It is the job of first responders to get everyone to safety in an emergency, but there is an extra challenge in a home where there are children with disabilities.
But now in Bay Shore, Long Island, there is a new way to keep those children safe.
Kimberly Sennes’ daughter, McKenzie, has nonverbal autism. She communicates by pressing buttons on an iPad.
Normally, it is a pretty good system. But in an emergency, not so much.
“It doesn’t matter who’s walking through the door,” Sennes said. “She doesn’t understand what to do in an emergency. She’d be completely unprepared and unpredictable.”
Sennes knew there had to be a solution, and with the help of other mothers, she found one.
A simple registry would do the trick, so that in any crisis, first responders would know exactly what homes in Bay Shore needed special attention.
“We do have all this technology available to us, so this should just be another instrument that we use in a situation like this to just make us all a stronger, healthier community,” said Dana DeRuvo Hanner, co-founder of the Special Moms Network.

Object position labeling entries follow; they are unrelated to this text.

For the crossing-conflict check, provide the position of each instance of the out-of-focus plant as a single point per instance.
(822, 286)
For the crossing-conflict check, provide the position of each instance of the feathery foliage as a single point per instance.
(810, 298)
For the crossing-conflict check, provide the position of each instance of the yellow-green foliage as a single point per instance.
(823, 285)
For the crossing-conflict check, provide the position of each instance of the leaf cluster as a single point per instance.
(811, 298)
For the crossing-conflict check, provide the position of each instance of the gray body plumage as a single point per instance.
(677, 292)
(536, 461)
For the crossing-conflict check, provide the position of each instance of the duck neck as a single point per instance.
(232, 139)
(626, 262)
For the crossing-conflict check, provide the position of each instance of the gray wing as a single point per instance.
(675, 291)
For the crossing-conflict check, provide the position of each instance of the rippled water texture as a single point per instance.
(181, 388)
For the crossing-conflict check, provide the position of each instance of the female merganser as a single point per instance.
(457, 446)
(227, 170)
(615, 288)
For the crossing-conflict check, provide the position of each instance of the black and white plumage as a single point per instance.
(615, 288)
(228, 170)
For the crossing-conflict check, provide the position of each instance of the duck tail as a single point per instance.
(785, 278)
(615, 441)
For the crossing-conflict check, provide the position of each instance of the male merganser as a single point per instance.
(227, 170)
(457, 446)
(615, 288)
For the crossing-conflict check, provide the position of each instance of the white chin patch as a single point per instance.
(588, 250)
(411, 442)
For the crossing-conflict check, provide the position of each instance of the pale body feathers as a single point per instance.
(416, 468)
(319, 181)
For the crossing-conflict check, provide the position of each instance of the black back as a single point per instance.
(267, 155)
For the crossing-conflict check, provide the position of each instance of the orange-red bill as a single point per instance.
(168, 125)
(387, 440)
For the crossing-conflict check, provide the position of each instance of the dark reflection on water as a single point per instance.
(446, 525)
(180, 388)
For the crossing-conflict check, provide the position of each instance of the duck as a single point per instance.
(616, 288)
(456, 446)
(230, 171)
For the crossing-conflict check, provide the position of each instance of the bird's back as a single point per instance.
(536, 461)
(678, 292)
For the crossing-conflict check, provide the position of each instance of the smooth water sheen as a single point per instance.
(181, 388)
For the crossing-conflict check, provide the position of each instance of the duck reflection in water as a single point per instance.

There are more than 1,100 special needs kids in Bay Shore, each with a unique emergency situation, which means more than 1,100 unique emergency situations. The new database gives first responders the tools to handle each one – whether the child is high-functioning or nonverbal.
“Because they are unpredictable,” said Gloria Costello, a special needs parent. “They could be totally thrilled to see the fireman or the policeman, or they could be frightened or they could be hiding or you know, try to escape.”
Parents can fill out a form, available on the Special Moms Network website, and send it in to the Bay Shore police or fire department.
“We all need to know what’s going on,” said Bay Shore fire Capt. Michael Sutch. “Information is crucial.”
Sennes said the program could go statewide. But right now, she is happy knowing that even though her little McKenzie can’t talk, she should be safe.
The Bay Shore Fire Department said they already have a similar program in place. The new registry would expand on it, making the information available to all emergency responders.